Darlings, how excitement! The jungle show (as nanas who smell a little bit of wee and Elnette hairspray like to call it) is back and what a fabulous selection box of famouses we have to choose from – I feel more spoilt for choice than a 70s housewife, who’s just received a box of Terry’s All Gold from her man-made fibre-tastic dinner party guests.
Am feeling strangely drawn to Esther, which is immensely big of me considering what a mean bastard she was to me once, back when I was a little faggette.

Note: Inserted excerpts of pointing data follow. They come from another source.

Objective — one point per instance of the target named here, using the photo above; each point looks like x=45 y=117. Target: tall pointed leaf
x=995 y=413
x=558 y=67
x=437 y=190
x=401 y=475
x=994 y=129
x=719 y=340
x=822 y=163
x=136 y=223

Fag Had Dad, who used to work in TV back when you needed more than a pair of black Paul Smith glasses and Peaches Geldof’s mobile number to run a channel, had set up the meeting to ‘focus’ my career plans. Because apparently smoking fags and watching Going for Gold wasn’t a ‘proper’ job… anyway, off I trotted to meet Esther and like any 21-year-old fresh off the bus from university I wore a 4-inch pair of heels, obscenely tight pencil skirt lipstick and Liberace-style fun fur coat.
As Esther eyed my outfit, Band of Gold get-up and annoyingly youthful skin disparagingly she curled her mouth up into a Dame Edna grimace, and before I’d barely had a chance to speak said, ‘Well, there’s no doubt you LOOK very nice, but I suppose you think it’s enough to wander in here being all beautiful but vague?’
And do you know Esther darling, I want to thank you. Because I’ve finally realised now I’m a little older and wiser that you were right. It’s not enough to wander through life being beautiful and vague… you’ll need a damn hot arse as well.